Chemical Manufacturers Association v. EPA

217 F.3d 861 (D.C. Cir. 2000)


The Clean Air Act (CAA), directs D to establish emission standards for hazardous air pollutants based on the 'maximum achievable control technology' known as MACT. D must list categories and subcategories of hazardous air pollutant emissions sources, then set MACT standards for each category at a level requiring the maximum degree of reduction in emissions of the hazardous air pollutants subject to this section (including a prohibition on such emissions, where achievable) that the Administrator, taking into consideration the cost of achieving such emission reduction, and any non-air quality health and environmental impacts and energy requirements, determines is achievable for new or existing sources in the category or subcategory to which such emission standard applies. D promulgated revised emission standards for hazardous waste combustors. D proposed its usual three-year compliance period. For certain types of combustors, D proposed an early cessation program under which kilns and on-site incinerators that decide against making the improvements necessary to continue burning hazardous waste under the new standards would be required to 'immediately stop burning hazardous waste when the owner or operator first determines that [compliance will not be achieved] by the applicable date.' D adopted a final rule requiring owners and operators of hazardous waste combustion facilities to submit a Notification of Intent to Comply, Kilns and on-site incinerators that indicate an 'intent not to comply'--the focus of this case--must cease burning hazardous waste within two years of the effective date.
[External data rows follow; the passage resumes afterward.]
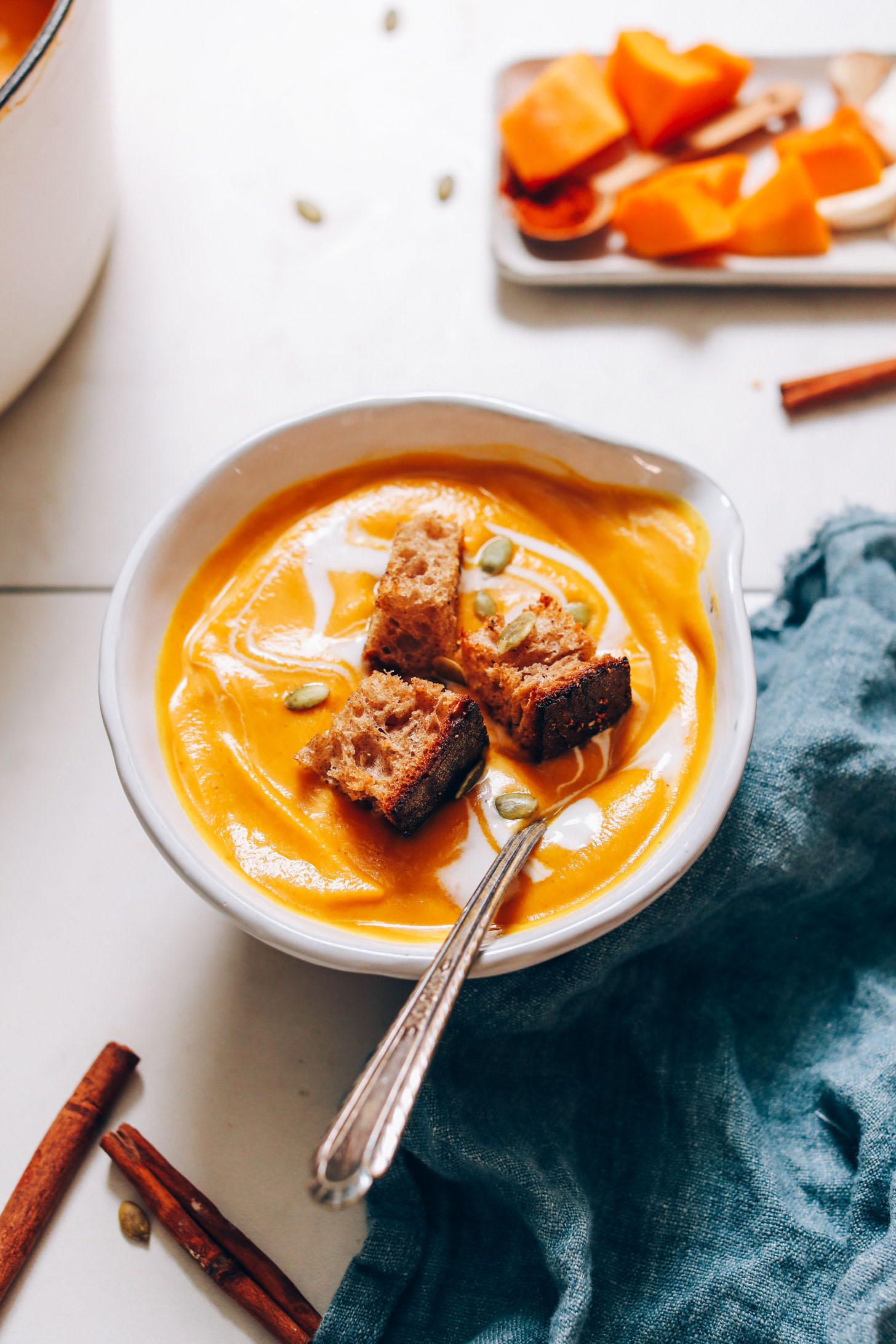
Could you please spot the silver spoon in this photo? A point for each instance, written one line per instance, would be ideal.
(363, 1138)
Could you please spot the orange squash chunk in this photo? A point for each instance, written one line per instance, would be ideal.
(666, 218)
(721, 177)
(781, 218)
(731, 70)
(566, 116)
(663, 93)
(840, 156)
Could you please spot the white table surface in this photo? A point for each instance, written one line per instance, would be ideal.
(222, 311)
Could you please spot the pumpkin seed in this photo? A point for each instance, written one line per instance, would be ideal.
(496, 556)
(310, 211)
(134, 1222)
(306, 697)
(516, 632)
(484, 605)
(450, 670)
(471, 778)
(581, 612)
(515, 807)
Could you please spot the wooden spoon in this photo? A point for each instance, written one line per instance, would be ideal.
(577, 209)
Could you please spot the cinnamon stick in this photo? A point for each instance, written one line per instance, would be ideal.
(805, 393)
(222, 1268)
(223, 1231)
(57, 1159)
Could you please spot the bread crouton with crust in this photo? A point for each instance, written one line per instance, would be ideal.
(550, 691)
(398, 746)
(415, 613)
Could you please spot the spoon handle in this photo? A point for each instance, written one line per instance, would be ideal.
(364, 1136)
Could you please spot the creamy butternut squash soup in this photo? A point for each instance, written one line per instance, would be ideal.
(288, 597)
(20, 22)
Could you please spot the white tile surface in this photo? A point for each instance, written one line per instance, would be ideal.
(221, 311)
(245, 1051)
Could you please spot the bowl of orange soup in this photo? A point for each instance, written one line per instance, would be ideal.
(263, 577)
(55, 175)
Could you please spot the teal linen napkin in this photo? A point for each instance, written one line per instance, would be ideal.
(687, 1130)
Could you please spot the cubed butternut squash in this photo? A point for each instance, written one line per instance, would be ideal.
(664, 93)
(721, 177)
(781, 218)
(731, 70)
(666, 218)
(564, 118)
(840, 156)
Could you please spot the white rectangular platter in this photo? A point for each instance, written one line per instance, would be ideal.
(855, 260)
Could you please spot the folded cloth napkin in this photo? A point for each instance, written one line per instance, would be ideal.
(687, 1130)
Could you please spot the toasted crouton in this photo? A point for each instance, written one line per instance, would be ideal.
(550, 692)
(399, 746)
(415, 615)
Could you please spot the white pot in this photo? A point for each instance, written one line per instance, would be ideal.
(177, 543)
(55, 187)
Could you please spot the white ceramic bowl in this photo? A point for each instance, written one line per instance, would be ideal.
(175, 545)
(55, 185)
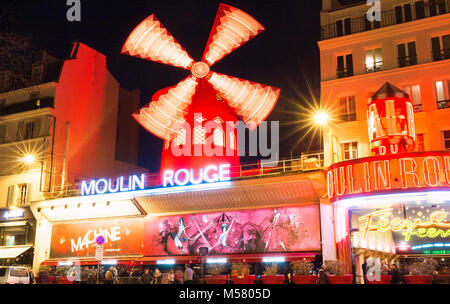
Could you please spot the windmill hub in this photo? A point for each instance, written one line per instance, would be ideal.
(200, 69)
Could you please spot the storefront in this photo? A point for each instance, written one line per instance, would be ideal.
(17, 231)
(252, 220)
(392, 207)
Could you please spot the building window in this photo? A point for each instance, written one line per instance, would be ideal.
(414, 95)
(347, 108)
(13, 236)
(218, 137)
(420, 142)
(374, 61)
(446, 139)
(442, 94)
(440, 47)
(437, 7)
(23, 194)
(37, 73)
(343, 27)
(350, 150)
(180, 138)
(407, 54)
(199, 135)
(345, 66)
(2, 134)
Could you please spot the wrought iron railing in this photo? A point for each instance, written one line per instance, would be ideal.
(443, 104)
(305, 163)
(407, 61)
(418, 108)
(342, 73)
(441, 55)
(375, 67)
(388, 18)
(347, 117)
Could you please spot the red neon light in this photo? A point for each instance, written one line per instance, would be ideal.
(388, 172)
(397, 224)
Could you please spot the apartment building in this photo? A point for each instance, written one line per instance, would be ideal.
(73, 122)
(408, 46)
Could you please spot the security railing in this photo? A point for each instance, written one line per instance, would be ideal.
(307, 162)
(388, 18)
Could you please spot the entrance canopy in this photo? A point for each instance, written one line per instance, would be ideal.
(12, 252)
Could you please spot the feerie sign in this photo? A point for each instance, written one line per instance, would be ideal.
(389, 172)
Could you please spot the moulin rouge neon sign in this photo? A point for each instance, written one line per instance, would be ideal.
(389, 172)
(417, 227)
(181, 177)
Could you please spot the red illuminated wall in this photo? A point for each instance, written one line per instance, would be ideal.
(123, 237)
(87, 96)
(296, 229)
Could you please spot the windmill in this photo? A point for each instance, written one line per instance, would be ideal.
(177, 114)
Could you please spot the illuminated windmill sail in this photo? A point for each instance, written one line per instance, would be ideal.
(210, 95)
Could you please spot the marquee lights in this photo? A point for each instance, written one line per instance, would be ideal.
(209, 174)
(216, 261)
(423, 246)
(386, 173)
(103, 185)
(384, 224)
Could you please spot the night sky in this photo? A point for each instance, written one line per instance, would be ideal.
(285, 55)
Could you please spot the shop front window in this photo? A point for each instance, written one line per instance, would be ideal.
(13, 236)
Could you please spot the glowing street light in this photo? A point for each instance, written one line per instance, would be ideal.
(321, 118)
(28, 159)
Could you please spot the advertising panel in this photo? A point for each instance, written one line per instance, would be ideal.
(123, 237)
(232, 232)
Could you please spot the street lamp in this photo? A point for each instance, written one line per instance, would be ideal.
(321, 118)
(28, 159)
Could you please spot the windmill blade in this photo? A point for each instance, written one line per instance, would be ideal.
(162, 117)
(231, 29)
(252, 101)
(151, 41)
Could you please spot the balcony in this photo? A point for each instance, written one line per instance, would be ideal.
(406, 61)
(441, 55)
(29, 105)
(342, 73)
(388, 18)
(418, 108)
(347, 117)
(443, 104)
(374, 67)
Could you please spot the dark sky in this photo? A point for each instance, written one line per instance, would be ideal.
(285, 55)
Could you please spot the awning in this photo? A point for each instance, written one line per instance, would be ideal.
(12, 252)
(244, 257)
(254, 193)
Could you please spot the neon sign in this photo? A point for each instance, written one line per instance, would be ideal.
(424, 229)
(209, 174)
(13, 213)
(104, 185)
(389, 172)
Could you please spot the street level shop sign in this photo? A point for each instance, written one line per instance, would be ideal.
(99, 253)
(387, 173)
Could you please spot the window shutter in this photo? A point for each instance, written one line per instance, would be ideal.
(11, 196)
(19, 134)
(28, 195)
(37, 128)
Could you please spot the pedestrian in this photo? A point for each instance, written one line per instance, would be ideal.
(171, 277)
(188, 274)
(109, 276)
(157, 276)
(84, 275)
(396, 276)
(146, 278)
(323, 275)
(30, 271)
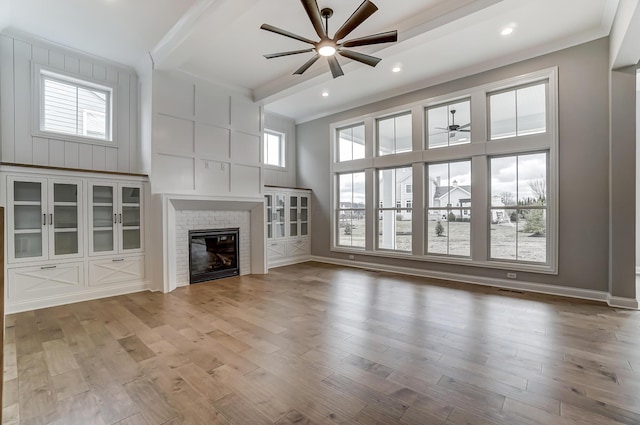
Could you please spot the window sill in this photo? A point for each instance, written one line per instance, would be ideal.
(73, 138)
(274, 167)
(460, 261)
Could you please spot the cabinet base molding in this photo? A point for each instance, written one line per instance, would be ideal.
(86, 295)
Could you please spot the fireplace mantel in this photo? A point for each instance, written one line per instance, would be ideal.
(167, 222)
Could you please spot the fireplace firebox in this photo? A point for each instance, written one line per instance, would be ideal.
(213, 254)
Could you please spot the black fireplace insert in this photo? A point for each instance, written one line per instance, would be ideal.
(213, 254)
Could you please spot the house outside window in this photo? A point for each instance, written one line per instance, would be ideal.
(274, 149)
(74, 107)
(350, 213)
(448, 224)
(519, 207)
(394, 224)
(481, 227)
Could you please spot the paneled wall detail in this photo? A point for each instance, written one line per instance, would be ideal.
(206, 140)
(20, 145)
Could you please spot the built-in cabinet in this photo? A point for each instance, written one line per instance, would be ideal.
(288, 221)
(71, 235)
(43, 219)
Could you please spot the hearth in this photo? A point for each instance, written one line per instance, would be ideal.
(213, 254)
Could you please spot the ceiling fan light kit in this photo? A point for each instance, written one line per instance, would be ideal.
(328, 47)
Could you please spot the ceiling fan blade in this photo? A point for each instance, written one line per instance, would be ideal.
(360, 57)
(365, 10)
(336, 69)
(311, 7)
(293, 52)
(383, 37)
(308, 64)
(280, 31)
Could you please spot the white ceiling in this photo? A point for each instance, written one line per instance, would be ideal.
(220, 40)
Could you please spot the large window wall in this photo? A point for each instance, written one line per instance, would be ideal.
(467, 178)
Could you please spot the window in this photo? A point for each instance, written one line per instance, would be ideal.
(518, 112)
(449, 125)
(509, 221)
(519, 208)
(74, 107)
(394, 224)
(351, 143)
(394, 135)
(351, 210)
(274, 148)
(449, 210)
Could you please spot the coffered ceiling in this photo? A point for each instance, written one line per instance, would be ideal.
(221, 41)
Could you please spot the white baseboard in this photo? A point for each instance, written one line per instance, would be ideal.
(288, 261)
(85, 295)
(563, 291)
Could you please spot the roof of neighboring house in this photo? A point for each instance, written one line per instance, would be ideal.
(443, 190)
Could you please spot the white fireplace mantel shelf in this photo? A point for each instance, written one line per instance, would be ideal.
(176, 202)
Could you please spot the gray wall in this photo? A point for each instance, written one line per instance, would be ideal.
(583, 167)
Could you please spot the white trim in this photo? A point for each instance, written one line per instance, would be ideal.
(85, 295)
(562, 291)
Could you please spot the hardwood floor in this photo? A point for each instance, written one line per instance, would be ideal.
(320, 344)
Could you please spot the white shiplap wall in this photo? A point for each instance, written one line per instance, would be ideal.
(206, 139)
(20, 145)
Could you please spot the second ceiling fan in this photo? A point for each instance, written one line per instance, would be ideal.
(327, 46)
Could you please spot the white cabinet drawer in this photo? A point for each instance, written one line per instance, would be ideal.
(44, 281)
(298, 247)
(276, 250)
(115, 270)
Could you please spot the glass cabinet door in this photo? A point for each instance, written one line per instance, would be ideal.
(129, 218)
(29, 219)
(279, 214)
(103, 219)
(64, 219)
(293, 216)
(269, 214)
(304, 216)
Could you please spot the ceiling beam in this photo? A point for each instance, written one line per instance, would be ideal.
(625, 33)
Never before had D required emission sources to choose between complying or ceasing the regulated activity. Ps argued that D lacks statutory authority to impose such an unprecedented requirement. D stated that its new type of agenda is intended to expeditiously limit the burning of hazardous waste by those sources who do not intend to come into compliance with the requirements of the emission standards. Ps challenged the early cessation program in that it will produce no environmental benefits because hazardous waste currently burned by kilns and on-site incinerators will simply be shifted to commercial incinerators operating under the same emission standards. Ps petitioned for review.